Configure the listener and start NSClient++:

[/settings/check_mk/server]
port          = 6556
allowed hosts = 127.0.0.1, <checkmk-site-ip>

Restart and verify with any TCP client:

nc -w 5 127.0.0.1 6556

Or from PowerShell:

$tc = [System.Net.Sockets.TcpClient]::new("127.0.0.1", 6556)
$sr = [System.IO.StreamReader]::new($tc.GetStream())
$sr.ReadToEnd()

You should see something like:

<<<check_mk>>>
Version: nsclient++
AgentOS: windows
Hostname: WIN-DESKTOP
<<<systemtime>>>
1715361234
<<<uptime>>>
175140
<<<mem>>>
MemTotal:      16382336 kB
MemFree:       8000000 kB
SwapTotal:     32000000 kB
SwapFree:      31000000 kB
<<<df>>>
C: NTFS 1953511476 526123456 1427388020 27% C:
<<<services>>>
Spooler running/auto Print Spooler
...
<<<ps>>>
(,123456,67890,42,1234) explorer
...

Empty output usually means the source IP isn't in allowed hosts (the Checkmk site connects from its own IP, not the docker host's).


Step 2 — What Comes For Free

These sections are produced automatically with no extra configuration:

Section Source
<<<check_mk>>> Header with version, OS, hostname
<<<systemtime>>> Current Unix epoch (Windows; lets Checkmk warn on clock skew)
<<<uptime>>> Seconds since boot (read from the metrics store)
<<<mem>>> /proc/meminfo-style kB lines (Windows: from GlobalMemoryStatusEx metrics)
<<<df>>> Per-volume size/used/free/mountpoint (Windows: GetDiskFreeSpaceEx per drive)
<<<services>>> name state/start_type display_name per service (Windows SCM)
<<<ps>>> (user,vsz_kb,rss_kb,cputime,pid) cmdline per process

Once Checkmk has a host pointing at your nscp instance, all of these light up automatically as services in WATO discovery (Memory, Filesystem C:/, Service Summary, Uptime, CPU Load, etc.).


Step 3 — Expose nscp Checks as Local Checks

The most powerful part of the integration: any nscp check command becomes a Checkmk local check by adding one line to nsclient.ini:

[/settings/check_mk/server/local]
; service-name = command=<nscp-check> [args...]
CPU Load        = command=check_cpu warn=load>80 crit=load>95
Disk C          = command=check_drivesize drive=C: "warn=free<20%" "crit=free<10%"
Mail Queue      = command=check_files path="C:\Mail\Queue" maxage=5m

On every agent fetch, NSClient++ runs each command, formats the result as a Checkmk local-check line (state "name" perfdata text), and emits it inside <<<local>>>. Checkmk discovers each entry as a service named after the key.

Perfdata label gotcha

nscp emits Nagios-style single-quoted labels like 'load 5m'=10%;80;90. Checkmk's local-check parser doesn't accept those, so the script automatically rewrites them to load_5m=10%;80;90. You don't need to do anything special — just be aware that metric names with spaces become underscored in the Checkmk view.


Step 4 — Add MRPE Entries

MRPE is the "Nagios plugin" relay format.
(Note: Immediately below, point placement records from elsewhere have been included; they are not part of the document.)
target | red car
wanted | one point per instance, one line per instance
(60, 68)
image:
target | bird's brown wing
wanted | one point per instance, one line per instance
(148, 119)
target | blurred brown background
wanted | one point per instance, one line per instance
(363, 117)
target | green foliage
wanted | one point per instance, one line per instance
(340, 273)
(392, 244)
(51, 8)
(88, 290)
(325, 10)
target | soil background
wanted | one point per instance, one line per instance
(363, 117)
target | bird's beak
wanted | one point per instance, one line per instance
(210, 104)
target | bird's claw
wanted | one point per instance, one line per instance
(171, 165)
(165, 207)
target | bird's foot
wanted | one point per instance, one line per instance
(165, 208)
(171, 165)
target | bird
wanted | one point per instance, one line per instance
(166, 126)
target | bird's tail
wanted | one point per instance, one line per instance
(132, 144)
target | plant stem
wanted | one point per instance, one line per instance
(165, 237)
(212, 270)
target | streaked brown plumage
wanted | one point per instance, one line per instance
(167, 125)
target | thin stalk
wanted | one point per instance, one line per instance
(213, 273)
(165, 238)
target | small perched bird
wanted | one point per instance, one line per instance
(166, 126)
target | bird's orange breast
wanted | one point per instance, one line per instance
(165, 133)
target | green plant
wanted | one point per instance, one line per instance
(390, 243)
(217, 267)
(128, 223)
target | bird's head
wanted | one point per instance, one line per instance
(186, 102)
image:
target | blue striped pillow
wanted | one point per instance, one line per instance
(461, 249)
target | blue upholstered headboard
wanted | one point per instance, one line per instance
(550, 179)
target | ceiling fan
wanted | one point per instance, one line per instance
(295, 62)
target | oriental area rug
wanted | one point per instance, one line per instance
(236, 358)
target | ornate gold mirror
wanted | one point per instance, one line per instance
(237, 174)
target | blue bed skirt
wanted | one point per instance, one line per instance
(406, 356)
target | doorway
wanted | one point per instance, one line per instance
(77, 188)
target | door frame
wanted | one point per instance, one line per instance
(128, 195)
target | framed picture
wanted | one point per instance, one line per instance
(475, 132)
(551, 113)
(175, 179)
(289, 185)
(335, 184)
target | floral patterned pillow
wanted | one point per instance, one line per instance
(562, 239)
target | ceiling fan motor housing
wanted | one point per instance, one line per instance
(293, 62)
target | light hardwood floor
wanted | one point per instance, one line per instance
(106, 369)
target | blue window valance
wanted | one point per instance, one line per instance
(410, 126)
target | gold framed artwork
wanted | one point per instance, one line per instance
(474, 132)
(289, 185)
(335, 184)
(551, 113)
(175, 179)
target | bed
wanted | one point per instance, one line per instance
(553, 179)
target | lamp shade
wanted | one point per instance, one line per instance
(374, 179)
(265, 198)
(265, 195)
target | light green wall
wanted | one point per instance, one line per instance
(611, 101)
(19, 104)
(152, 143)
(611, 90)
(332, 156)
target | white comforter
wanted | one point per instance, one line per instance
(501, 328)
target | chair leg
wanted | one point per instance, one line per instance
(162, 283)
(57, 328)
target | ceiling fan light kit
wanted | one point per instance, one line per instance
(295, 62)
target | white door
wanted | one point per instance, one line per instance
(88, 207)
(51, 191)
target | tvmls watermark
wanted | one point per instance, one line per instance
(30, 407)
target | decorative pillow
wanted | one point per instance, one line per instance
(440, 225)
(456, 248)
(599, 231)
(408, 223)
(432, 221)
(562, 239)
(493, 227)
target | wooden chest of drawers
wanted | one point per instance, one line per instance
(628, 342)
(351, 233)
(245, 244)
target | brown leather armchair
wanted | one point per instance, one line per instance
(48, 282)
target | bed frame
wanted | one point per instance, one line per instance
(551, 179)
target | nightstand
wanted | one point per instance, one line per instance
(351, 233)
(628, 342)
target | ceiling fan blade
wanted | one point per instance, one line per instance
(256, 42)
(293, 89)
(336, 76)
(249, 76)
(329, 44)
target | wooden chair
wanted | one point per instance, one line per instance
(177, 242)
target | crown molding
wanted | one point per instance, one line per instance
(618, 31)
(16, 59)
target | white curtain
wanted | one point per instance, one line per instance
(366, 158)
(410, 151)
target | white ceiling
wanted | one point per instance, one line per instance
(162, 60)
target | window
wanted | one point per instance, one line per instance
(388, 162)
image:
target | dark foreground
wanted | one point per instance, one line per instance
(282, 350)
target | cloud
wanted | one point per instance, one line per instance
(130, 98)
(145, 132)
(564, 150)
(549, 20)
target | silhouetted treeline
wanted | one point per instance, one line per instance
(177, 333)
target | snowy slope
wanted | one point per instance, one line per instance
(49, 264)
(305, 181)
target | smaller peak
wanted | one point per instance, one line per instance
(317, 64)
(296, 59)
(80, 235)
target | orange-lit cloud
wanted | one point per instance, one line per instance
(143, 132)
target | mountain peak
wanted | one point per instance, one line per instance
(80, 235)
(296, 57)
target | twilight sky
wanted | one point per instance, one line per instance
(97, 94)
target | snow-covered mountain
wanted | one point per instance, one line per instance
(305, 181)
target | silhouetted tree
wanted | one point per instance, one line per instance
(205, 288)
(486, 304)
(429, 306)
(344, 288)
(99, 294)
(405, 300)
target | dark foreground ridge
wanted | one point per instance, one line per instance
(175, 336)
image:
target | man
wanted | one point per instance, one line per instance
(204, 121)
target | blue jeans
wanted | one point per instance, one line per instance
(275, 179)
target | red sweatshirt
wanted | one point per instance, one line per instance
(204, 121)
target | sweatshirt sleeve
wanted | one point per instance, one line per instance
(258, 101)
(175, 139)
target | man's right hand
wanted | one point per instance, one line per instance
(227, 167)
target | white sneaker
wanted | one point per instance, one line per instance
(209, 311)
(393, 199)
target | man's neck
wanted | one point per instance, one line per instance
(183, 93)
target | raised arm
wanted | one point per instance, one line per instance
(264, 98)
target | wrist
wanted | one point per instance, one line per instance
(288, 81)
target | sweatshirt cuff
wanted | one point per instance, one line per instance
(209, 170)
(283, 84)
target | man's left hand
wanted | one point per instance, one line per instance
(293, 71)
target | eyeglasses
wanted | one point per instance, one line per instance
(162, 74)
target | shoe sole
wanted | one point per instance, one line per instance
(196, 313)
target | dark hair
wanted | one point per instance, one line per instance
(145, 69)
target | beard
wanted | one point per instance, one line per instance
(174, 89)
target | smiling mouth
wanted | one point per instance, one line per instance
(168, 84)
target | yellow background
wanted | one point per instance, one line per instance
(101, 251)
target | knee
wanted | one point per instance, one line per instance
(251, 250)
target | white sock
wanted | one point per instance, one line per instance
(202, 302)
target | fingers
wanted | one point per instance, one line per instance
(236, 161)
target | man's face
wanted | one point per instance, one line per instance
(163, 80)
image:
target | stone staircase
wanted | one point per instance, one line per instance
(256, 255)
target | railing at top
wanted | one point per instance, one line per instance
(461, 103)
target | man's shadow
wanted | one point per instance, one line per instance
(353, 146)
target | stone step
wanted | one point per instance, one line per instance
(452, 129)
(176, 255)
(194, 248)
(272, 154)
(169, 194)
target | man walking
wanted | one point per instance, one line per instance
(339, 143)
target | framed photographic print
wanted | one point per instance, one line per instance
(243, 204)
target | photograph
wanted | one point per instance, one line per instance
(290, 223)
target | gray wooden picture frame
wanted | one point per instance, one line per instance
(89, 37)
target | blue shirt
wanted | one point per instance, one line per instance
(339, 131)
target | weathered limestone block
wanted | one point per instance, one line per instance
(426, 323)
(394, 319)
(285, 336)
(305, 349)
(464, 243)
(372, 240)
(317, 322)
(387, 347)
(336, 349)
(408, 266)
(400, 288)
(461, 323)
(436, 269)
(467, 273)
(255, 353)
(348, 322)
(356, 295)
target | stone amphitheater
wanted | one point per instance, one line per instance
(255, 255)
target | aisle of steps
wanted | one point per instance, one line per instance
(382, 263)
Functionally equivalent to local checks for most purposes; useful if your Checkmk site already has MRPE rules wired up.

[/settings/check_mk/server/mrpe]
; service-name = command=<nscp-check> [args...]
Uptime    = command=check_uptime warn=uptime<2d
Memory    = command=check_memory type=committed warn=used>80% crit=used>90%

Same pattern as local checks; the output goes into <<<mrpe>>> instead.

Use local when… Use mrpe when…
Starting fresh, no preference You already have MRPE-based service templates
You want fast-discovery The site uses MRPE rule packs
You care about Checkmk-style perfdata rendering You need raw Nagios-format perfdata round-tripping

Step 5 — Scheduler-Driven Cached Checks (Optional)

For checks that are slow or expensive (large directory walks, WMI queries, calls to remote services), running them inline on every agent fetch is wasteful. Checkmk pulls roughly every minute, so a 30-second check runs 50% of the time.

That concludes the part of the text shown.